The roots of cinema novo were sprouting, producing exciting films that were giving the French New Wave a run for its money, combining real people and locations with the Brazilian Tropicalism movement that rejected European influences—particularly sexual inhibitions.
In Bossa Nova, the colors are bright, the sea is inviting, the beaches are pristine places to walk and play, the men are passionate and romantic, the women are assertive and comfortable with their sexuality, and everyone seems to be drunk with the love of life. A palpable nostalgia echoes with the strains of the sad, minor-key bossa nova, as Brazil stood poised to move into a socially progressive era that would be suppressed by dictatorship in only a few short years. 1959 was that perfect moment, the carefree pause between the inhale and exhale of history.

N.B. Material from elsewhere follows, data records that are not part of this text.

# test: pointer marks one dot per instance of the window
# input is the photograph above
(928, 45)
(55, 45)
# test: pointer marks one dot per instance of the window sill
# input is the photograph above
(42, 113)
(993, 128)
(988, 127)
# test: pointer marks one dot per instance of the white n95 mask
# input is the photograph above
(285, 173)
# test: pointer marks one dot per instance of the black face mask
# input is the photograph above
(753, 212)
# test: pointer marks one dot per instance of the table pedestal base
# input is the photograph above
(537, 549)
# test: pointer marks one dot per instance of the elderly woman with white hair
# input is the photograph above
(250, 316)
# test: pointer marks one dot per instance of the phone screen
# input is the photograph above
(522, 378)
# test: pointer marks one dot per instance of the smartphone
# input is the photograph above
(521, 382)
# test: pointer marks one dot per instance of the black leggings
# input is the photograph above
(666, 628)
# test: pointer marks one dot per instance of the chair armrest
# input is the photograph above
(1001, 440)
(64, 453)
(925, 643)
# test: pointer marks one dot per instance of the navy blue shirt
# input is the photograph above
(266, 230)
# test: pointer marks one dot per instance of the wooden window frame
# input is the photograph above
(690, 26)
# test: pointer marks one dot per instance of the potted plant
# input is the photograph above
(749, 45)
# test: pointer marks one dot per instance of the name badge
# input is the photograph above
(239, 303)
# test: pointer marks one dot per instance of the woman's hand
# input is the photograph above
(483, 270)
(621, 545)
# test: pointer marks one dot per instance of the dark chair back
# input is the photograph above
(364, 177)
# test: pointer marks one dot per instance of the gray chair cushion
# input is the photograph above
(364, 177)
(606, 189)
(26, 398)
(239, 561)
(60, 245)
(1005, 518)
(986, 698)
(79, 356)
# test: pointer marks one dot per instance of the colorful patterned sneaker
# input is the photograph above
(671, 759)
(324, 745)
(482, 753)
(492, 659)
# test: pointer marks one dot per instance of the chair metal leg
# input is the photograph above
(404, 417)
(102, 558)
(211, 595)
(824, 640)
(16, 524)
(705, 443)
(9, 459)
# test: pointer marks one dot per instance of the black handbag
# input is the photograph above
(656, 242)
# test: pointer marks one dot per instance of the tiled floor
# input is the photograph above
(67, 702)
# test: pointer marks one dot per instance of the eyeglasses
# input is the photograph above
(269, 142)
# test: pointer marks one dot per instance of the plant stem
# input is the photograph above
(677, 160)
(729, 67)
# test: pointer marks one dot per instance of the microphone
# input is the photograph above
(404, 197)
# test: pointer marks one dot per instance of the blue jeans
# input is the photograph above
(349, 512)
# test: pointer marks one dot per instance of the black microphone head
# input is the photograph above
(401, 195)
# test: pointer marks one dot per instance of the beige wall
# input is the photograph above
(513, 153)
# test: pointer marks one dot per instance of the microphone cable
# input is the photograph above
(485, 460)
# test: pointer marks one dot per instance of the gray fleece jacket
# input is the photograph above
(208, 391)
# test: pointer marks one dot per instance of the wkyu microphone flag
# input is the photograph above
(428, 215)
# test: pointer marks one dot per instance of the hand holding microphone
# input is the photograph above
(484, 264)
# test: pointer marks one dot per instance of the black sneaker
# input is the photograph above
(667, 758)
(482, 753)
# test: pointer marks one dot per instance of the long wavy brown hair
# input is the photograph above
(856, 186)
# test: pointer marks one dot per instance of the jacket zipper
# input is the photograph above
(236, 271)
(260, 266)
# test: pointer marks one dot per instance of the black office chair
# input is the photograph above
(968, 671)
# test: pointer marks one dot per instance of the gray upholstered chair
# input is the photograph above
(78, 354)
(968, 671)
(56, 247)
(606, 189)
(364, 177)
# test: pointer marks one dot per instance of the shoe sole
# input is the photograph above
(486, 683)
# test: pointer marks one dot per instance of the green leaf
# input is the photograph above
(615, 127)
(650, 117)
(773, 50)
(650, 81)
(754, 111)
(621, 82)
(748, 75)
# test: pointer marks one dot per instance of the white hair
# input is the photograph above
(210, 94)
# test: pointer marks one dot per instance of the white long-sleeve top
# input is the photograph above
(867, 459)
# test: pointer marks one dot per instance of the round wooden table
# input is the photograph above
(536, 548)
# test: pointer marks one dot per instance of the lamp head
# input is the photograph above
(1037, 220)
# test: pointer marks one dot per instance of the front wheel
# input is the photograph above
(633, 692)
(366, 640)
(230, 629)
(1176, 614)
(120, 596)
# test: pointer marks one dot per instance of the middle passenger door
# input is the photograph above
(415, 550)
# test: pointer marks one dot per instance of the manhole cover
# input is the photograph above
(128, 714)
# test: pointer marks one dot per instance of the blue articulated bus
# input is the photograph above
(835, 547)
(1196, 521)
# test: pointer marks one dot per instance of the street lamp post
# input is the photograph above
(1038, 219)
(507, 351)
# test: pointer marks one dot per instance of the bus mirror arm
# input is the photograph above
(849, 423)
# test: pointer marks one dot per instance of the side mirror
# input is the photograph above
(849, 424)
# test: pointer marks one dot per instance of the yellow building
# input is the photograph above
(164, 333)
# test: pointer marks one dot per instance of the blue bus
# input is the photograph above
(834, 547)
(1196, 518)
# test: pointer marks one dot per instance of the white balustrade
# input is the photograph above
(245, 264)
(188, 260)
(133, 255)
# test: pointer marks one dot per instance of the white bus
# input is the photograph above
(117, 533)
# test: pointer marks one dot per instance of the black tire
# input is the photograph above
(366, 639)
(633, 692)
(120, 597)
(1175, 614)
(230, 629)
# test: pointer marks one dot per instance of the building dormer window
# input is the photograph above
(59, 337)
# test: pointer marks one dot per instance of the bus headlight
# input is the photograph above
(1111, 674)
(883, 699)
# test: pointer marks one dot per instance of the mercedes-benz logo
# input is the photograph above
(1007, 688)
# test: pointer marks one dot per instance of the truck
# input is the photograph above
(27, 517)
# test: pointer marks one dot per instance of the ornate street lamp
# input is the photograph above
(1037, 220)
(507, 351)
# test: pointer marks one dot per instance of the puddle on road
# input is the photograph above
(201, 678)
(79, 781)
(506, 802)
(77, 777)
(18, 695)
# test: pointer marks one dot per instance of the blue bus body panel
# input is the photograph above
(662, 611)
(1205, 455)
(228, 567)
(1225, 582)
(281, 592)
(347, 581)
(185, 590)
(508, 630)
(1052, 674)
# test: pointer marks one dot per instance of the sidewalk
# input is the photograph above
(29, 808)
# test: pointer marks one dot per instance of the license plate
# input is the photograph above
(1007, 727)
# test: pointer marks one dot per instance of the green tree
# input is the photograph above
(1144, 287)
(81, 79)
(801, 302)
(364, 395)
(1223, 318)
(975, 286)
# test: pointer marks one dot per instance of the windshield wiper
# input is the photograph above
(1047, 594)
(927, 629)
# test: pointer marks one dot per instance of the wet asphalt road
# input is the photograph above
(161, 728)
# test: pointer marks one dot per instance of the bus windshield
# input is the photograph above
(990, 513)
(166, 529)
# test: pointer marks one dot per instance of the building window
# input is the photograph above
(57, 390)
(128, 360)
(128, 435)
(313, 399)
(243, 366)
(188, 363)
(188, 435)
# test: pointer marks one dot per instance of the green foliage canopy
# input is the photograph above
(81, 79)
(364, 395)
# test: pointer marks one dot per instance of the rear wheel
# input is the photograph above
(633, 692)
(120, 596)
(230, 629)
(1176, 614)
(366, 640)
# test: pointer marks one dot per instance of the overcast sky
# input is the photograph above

That’s where I want to be.
For more about Brazilian history and culture:
As usual, I’ll forgo tagging anyone. If you want to do this anyway, link back to Getafilm. l

4 Comments:
At May 29, 2009 1:13 PM, Daniel said…
Thanks, Marilyn. Brazil has always been a place near the top of my list to visit, though the opportunity has never presented itself well enough. As such, movies are the next best thing. Last year I saw City of Men, Manda Bala, and Mutum, all three of which portrayed very different parts of the country.
Another movie that you might enjoy - The Year My Parents Went on Vacation, a coming-of-age story during the political turmoil in Sao Paolo in the early 70's. It was a bit of an unheralded movie last year.
Anyway, I have not seen Bossa Nova but I was thrown off a bit by the trailer. I feel like there is almost never a female voiceover in trailers.
Thanks for playing along and re-stoking my desire to go to that country - I can't say you could have captured the spirit of this meme any better!